Apart from a recovery in the real estate market, hedge funds have sought opportunities in mortgage bonds as projected yields exceed those for corporate debt even with record defaults priced in, and amid expectations that Europe’s banks will sell assets cheaply to bolster capital.
Housing is recovering as the Federal Reserve’s buying of government-backed mortgage securities and Europe’s debt crisis depress bond yields, driving U.S. home-loan rates to record lows. The market is also being bolstered by funds scooping up foreclosed properties to rent out.
U.S. home prices rose 1.2 percent in July from a year earlier, the biggest 12-month jump since August 2010, according to an S&P/Case-Shiller index that gauges property values in 20 metropolitan areas.
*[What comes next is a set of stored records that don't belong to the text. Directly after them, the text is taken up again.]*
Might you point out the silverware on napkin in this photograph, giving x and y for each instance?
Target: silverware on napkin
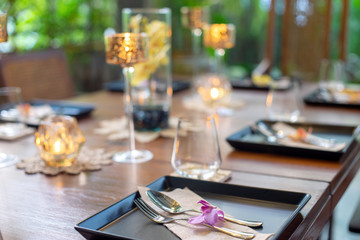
(170, 205)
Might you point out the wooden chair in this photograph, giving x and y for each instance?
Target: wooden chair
(302, 46)
(43, 74)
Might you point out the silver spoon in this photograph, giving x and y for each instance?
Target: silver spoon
(168, 204)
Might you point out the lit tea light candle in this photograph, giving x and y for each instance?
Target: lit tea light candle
(219, 36)
(3, 30)
(59, 140)
(213, 89)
The measure fell 35 percent from the peak in July 2006 to February 2012.
“Some of these recovery plays are compelling,” Birnbaum said. “When I think about the opportunity set in this market today, versus at the beginning of the year, I think it’s overly simplistic just to look at the rally in prices; you’ve got to look at marked improvements in the property markets and borrower behavior that account for much of the price gains.”
Tilden Park’s projections for housing are “significantly more constructive” now than they were a year ago, he said.
Birnbaum and Jeremy Primer, who had worked together at Goldman Sachs, founded Tilden Park in 2008. They began managing capital in 2010, after building the firm’s investment analytics and risk management. It employs 13 people and is named after a hilltop idyll of fragrant eucalyptus and bay laurel in Birnbaum’s native Berkeley, California.
In April 2010, the U.S. Senate Permanent Subcommittee on Investigations questioned Birnbaum, Goldman Sachs’s Chairman and Chief Executive Officer Lloyd C. Blankfein and five others who at the time were current and former employees of the bank, about their duty to clients and the ethics of betting against the housing market in 2007 as the bank sold mortgage-linked securities to customers.
The hearing happened 12 days after the Securities and Exchange Commission sued New York-based Goldman Sachs for fraud in a case that the firm settled for $550 million in July 2010. Birnbaum was not accused of wrongdoing.
The congressional panel in a later report described Birnbaum as “one of the chief architects of Goldman’s big short.” It quoted from an October 2007 internal presentation in which he wrote that the company’s bets were no longer “a hedge” by June of that year.
Birnbaum declined to comment on the hearing and report. Goldman Sachs has said its traders were acting as market makers and didn’t have an obligation to disclose their position to clients.